Milk blockade goes on
29 January 2001
Milk blockade goes on
By John Burns
ANGRY farmers have vowed to continue demonstrations at Dairy Crest depots throughout the country in protest at milk prices.
Farmers For Action members began picketing nine Dairy Crest/Unigate depots from Cumbria to Cornwall on Sunday (28 January) night.
They are protesting against the companys refusal to increase producers milk price from 01 January.
Instead, Dairy Crest has offered a one-off 0.5ppl “special payment” for February.
FFA chairman David Handley insisted demonstrators would remain until Dairy Crest sits round a table and talks about a price rise in excess of 1ppl.
“We will stay as long as it takes, and support for our protests is growing around the country all the time,” he said.
Protesters targeted plants in Cumbria, Warwickshire, Oxfordshire, Wiltshire, Somerset, Devon, Cornwall, Bristol and Wales.

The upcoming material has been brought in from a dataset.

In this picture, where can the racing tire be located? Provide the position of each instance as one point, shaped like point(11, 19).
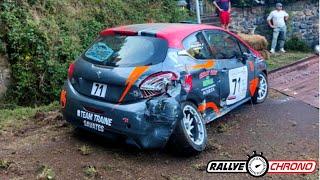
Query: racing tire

One of the biggest protests was at Davidstow, Cornwall, where almost 200 angry farmers gathered and vowed to return on Monday (29 January) night.
At Totnes, Devon, Family Farmers Association chairman Pippa Woods, a Unigate supplier, explained her anger at Dairy Crest.
“We are absolutely furious about what theyve done to us – offering us a one-off 0.5ppl bonus for February only.
“The world prices for milk products are rising fast, not to mention the extra money the supermarkets have offered already,” she said.
By Monday afternoon. FFA were back at Severnside, near Bristol. They said police were allowing them to talk to drivers and lorries were beginning to stack up.
Protester Derek Mead, National Farmers Union delegate for Somerset, accused union leader Ben Gill of preferring “to stay in the warm by his fireside while his members go bust”.
Mr Mead, who failed to be nominated for the unions milk committee, said if the hierarchy did not want him in the “inner circle”, they would have to put up with him in the “outer circle”.